Chicago’s Port Plays Vital Role in Supply Chain Management
April 21, 2014 - SCMR Editorial
When the Warehousing Education and Research Council (WERC) convenes for its annual conference in Chicago next week, they’ll be visiting the nation’s largest inland port.
While most shippers think of major ocean cargo gateways as being the principal means for moving containers, it’s important to note that the U.S. is served by more than 360 commercial ports, providing approximately 3,200 cargo facilities.
Within this context, Chicago remains the largest inland general cargo port in America, and the city as a whole is the commercial transportation hub of the nation. It sits in the center of the Midwest industrial base and the agricultural heart of America.
“I believe the port is a valuable asset, and with strategic investment it can drive economic growth in our city,” says Chicago Mayor Rahm Emanuel. “The port moves more cargo than any other Great Lakes gateway, most frequently steel, grain, scrap metals and stone.”

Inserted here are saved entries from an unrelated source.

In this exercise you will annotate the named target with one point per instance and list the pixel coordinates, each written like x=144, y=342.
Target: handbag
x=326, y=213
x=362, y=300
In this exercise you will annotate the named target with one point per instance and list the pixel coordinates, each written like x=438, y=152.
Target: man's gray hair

The Seaway and the Great Lakes meet the Illinois and inland waterway system at Chicago. It’s the beginning and the end of barge traffic between the Seaway, inland points, and the Gulf of Mexico through the Illinois, Mississippi, Missouri, Ohio, and the Arkansas Rivers. Eastern railroads terminate in Chicago, and rail lines west, north, and south start here.

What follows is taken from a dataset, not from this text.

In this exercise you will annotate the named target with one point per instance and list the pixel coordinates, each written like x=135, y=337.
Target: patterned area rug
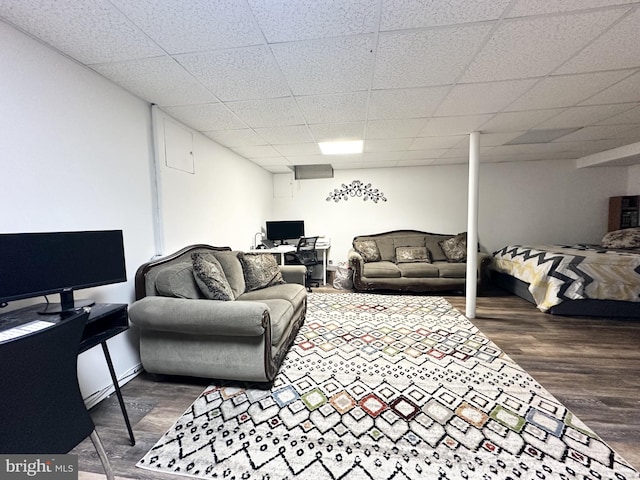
x=386, y=387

Still, industry analysts maintain that more money has to be directed toward infrastructure to make the port sustainable. Last year, the Denver-based Broe Group and its transportation affiliate OmniTrax, tried to complete a privatization deal that might have achieved this goal. Although that deal failed to come to fruition, analysts say similar ventures may develop this year.
Principal national interstate highways pass through the Chicago area and radiate outward from the Midwest’s major city. Trucking companies maintain central terminals and intermodal transshipping facilities in Chicago, with highway carriers fanning out in all directions from this dynamic industrial, commercial, and agricultural center.